Créée en 2018 au Teatro Real de Madrid, où elle fut filmée l’année suivante pour une publication DVD en 2020 (Bel Air Classiques), la Turandot de Robert Wilson gagne aujourd’hui l’Opéra national de Paris. En fosse, elle y est dirigée par le nouveau directeur musical de l’institution, Gustavo Dudamel, déjà au pupitre d’une Bohème il y a quatre ans, qui, le mois dernier, inaugurait à la Philharmonie la saison orchestrale de la maison [lire nos chroniques du 1er décembre 2017 et du 8 novembre 2021]. Dans une urgence extraordinaire, le chef entame sa lecture d’un feu inouï duquel elle ne se départira jamais, y compris dans les passages moins tendus qui bénéficient d’une concentration extrême, d’une présence indicible à la dramaturgie, enfin d’une évidente inspiration. La souplesse de l’orchestre durant l’énoncé des énigmes n’a pas d’égale dans les souvenirs que nous gardons d’autres interprétations de l’ouvrage – et non des moindres, faut-il le préciser. Tout en répondant au cérémonial scandé d’une partition qui marie audaces harmoniques, finasseries orientalistes, expressivité sauvage et moires Jugendstil, Dudamel révèle plus d’un détail timbrique qu’une baguette moins scrupuleuse ne livrerait pas aux oreilles. Ainsi apprécie-t-on pleinement la facture particulière de l’ultime œuvre d’un Puccini soudain soucieux de modernité, ou tout au moins de prendre quelque distance de son propre vérisme alors menacé par un incessant larmoiement – ils sont loin, les accents outrés de Rodolfo, les hurlements de douleurs de Cavaradossi, les ricanements de Scarpia et les poings de Michele serrés autour du cou de Luigi.

De fait, le flamboiement de la fosse opère un contraste saisissant avec le statisme des personnages, coutumier de Wilson, contraste appuyé à la fin du premier acte par la grande agitation du décor. On retrouve, bien sûr, les habitus du metteur en scène qui, avec Stephanie Engeln, co-signe la scénographie.

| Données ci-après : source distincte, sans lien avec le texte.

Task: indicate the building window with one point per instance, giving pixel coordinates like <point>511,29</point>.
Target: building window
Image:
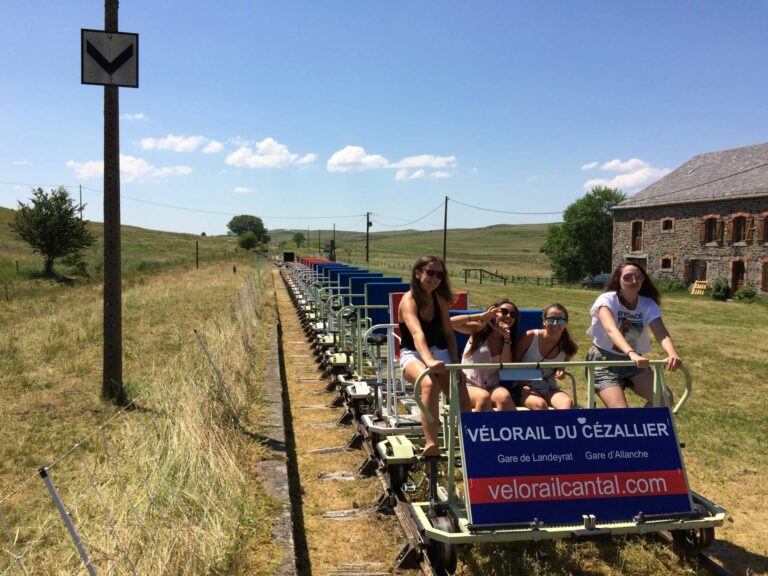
<point>739,228</point>
<point>762,229</point>
<point>637,236</point>
<point>764,276</point>
<point>738,274</point>
<point>695,270</point>
<point>711,229</point>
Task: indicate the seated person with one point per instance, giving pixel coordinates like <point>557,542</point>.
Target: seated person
<point>552,343</point>
<point>491,340</point>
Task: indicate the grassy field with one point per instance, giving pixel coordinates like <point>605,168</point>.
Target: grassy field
<point>507,250</point>
<point>50,338</point>
<point>142,251</point>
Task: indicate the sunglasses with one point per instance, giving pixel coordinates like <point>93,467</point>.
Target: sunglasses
<point>630,277</point>
<point>439,274</point>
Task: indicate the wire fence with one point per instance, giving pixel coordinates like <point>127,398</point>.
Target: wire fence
<point>157,488</point>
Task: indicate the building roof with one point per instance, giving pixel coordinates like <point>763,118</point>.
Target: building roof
<point>727,174</point>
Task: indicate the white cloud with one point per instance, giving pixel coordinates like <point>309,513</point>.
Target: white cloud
<point>624,166</point>
<point>636,174</point>
<point>87,170</point>
<point>269,153</point>
<point>212,147</point>
<point>425,161</point>
<point>355,159</point>
<point>131,168</point>
<point>175,143</point>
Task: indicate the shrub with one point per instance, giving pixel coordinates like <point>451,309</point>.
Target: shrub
<point>720,289</point>
<point>747,294</point>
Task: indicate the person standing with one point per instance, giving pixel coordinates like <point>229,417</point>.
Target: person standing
<point>620,316</point>
<point>427,341</point>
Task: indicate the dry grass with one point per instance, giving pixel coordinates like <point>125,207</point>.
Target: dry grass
<point>167,487</point>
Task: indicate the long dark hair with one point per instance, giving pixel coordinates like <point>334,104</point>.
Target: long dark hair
<point>646,289</point>
<point>566,343</point>
<point>482,335</point>
<point>443,289</point>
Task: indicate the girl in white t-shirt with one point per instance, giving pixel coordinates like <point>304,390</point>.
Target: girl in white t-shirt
<point>619,319</point>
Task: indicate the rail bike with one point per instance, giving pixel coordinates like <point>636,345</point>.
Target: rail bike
<point>523,475</point>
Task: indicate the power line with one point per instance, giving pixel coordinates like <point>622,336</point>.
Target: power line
<point>502,211</point>
<point>413,221</point>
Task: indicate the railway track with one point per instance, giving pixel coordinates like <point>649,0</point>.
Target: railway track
<point>344,442</point>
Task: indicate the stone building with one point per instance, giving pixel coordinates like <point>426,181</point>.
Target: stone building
<point>706,220</point>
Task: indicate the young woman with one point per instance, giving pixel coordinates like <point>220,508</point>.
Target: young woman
<point>619,319</point>
<point>427,341</point>
<point>552,343</point>
<point>492,337</point>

Une façade lumineuse rouge accueille le public lorsqu’il prend place dans les rangs, puis une lumière de lune blafarde domine bientôt l’action, rendue dans cette veine néobaroque de l’artiste – gestuelle hyper-codée et costumes de livre d’images (Jacques Reynaud) – qui fait fi de l’imaginaire exotique à évoquer la Chine des supplices, tel qu’encore à l’œuvre dans la littérature d’aujourd’hui (Christoph Ransmayr, Cox oder Der Lauf der Zeit, 2016). L’omniprésence du cadre, dessiné par la lumière (Wilson, avec John Torres), prend parfois un atour maladroit, comme ce clignotement systématique lorsque le danger personnifié par la princesse est évoqué. La traversé du ciel du plateau par une oie n’est peut-être pas du meilleur effet non plus, de même que l’apparition de Turandot sur une sorte de plongeoir branlant. En revanche, la suspension d’Altoum génère une image fascinante, avec deux arbres diaphanes qu’à un rythme soigneusement observé l’on tourne à l’arrière. Pour idéalement sceller le refus de représenter le drame, l’excessive symbolisation de la mort de Liù entrave toutefois l’émotion, à l’inverse de cette forêt de vaisseaux grouillants déployée sur tout le cadre de scène (vidéo de Tomek Jeziorski) où se joue le suspens du nom de Calaf, comme un désir sourd qui triomphe grâce à sa clandestinité même.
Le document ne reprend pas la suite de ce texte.